Background: In Experimental Autoimmune Encephalomyelitis (EAE), the animal model for multiple sclerosis, the meninges represent a crucial checkpoint for disease initiation.
Hypothesis: We hypothesize that the meninges also represent a crucial checkpoint in the resolution phase of CNS inflammation, tipping the balance in favor of full tissue recovery or chronic damage.
Strategy: We will combine intravital-two-photon microscopy, super-resolution microscopy and gene-expression profile in a relapsing-remitting model of EAE.

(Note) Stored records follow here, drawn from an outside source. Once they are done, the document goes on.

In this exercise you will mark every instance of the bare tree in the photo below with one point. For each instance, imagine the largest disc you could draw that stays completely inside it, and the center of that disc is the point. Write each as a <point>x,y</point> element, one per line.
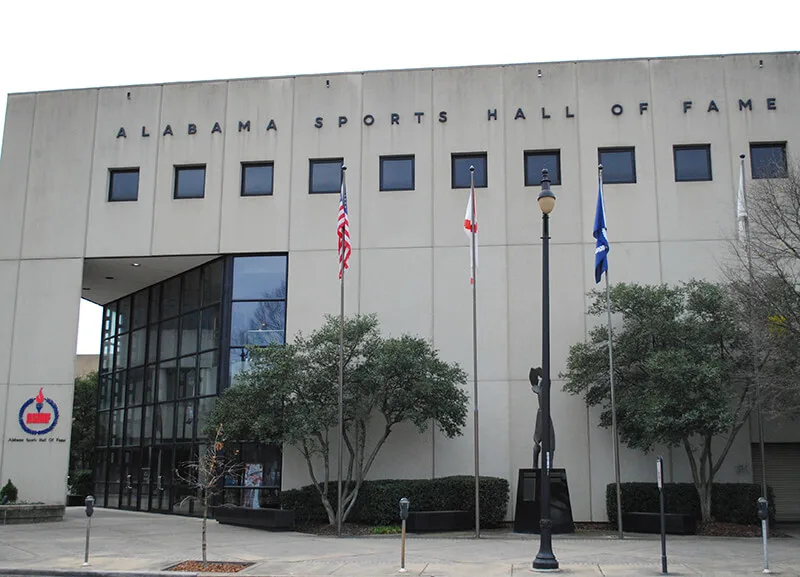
<point>768,282</point>
<point>206,476</point>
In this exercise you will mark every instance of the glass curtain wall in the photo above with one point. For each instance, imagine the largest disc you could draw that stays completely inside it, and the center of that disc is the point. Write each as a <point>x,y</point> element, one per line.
<point>164,352</point>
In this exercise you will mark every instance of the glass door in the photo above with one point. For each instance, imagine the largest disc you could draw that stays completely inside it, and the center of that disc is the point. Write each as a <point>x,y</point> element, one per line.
<point>131,470</point>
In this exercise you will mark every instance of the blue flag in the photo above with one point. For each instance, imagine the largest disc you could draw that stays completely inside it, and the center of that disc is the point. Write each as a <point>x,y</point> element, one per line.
<point>599,233</point>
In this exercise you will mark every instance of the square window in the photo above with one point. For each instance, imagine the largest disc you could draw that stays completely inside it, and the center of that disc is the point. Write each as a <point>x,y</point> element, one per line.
<point>397,172</point>
<point>536,160</point>
<point>123,184</point>
<point>692,162</point>
<point>768,160</point>
<point>190,181</point>
<point>325,176</point>
<point>460,170</point>
<point>257,179</point>
<point>619,164</point>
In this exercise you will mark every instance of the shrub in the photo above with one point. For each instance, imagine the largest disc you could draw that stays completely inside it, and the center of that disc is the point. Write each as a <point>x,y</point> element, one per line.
<point>8,494</point>
<point>80,482</point>
<point>730,502</point>
<point>378,501</point>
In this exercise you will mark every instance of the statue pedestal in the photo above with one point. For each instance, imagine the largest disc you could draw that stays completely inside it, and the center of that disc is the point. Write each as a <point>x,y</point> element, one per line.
<point>529,493</point>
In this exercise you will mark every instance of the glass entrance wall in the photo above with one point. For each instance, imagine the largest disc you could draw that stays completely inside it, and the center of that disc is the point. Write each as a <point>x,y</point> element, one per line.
<point>167,352</point>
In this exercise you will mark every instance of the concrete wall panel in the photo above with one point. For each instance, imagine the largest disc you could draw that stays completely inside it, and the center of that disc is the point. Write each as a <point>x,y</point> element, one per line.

The CNS is protected by three thin layers of tissue collectively referred to as the meninges. Far from being just a physical barrier, the meninges are increasingly appreciated as a site of immune activity, being capable of influencing CNS homeostasis and contributing to neurological disorders. This seems the case in multiple sclerosis (MS) where the occurrence of meningeal inflammation, both in the early and chronic phases of the disease, correlates with tissue damage and disease severity. In experimental autoimmune encephalomyelitis (EAE), the animal model of MS, we could show that leptomeningeal vessels represent the entry point of autoreactive T cells. Moreover, within the leptomeningeal compartment the invading autoreactive T cells recognize their self-antigen presented by resident phagocytes. The T cell reactivation represents a crucial step for the establishment of the subsequent destructive autoimmune process within the parenchyma. The leptomeningeal milieu can also provide a niche for immune cells to persist within the CNS tissue. Lymph follicle-like structures can be formed which seem to be important for the perpetuation of the disease process. More recently, it has been proposed that the meninges play a critical role, not only for the initiation of the disease, but also in the recovery phase. This aspect, however, has not yet been clarified, an issue which we wish to address. Therefore, the focus of our project is to evaluate the role of the meninges during the resolution phase after an acute autoimmune lesion in detail. The goal of our study is the identification of checkpoints that allow either the resolution of the meningeal damage upon acute autoimmune attacks or contribute to the chronicity of the autoimmune process.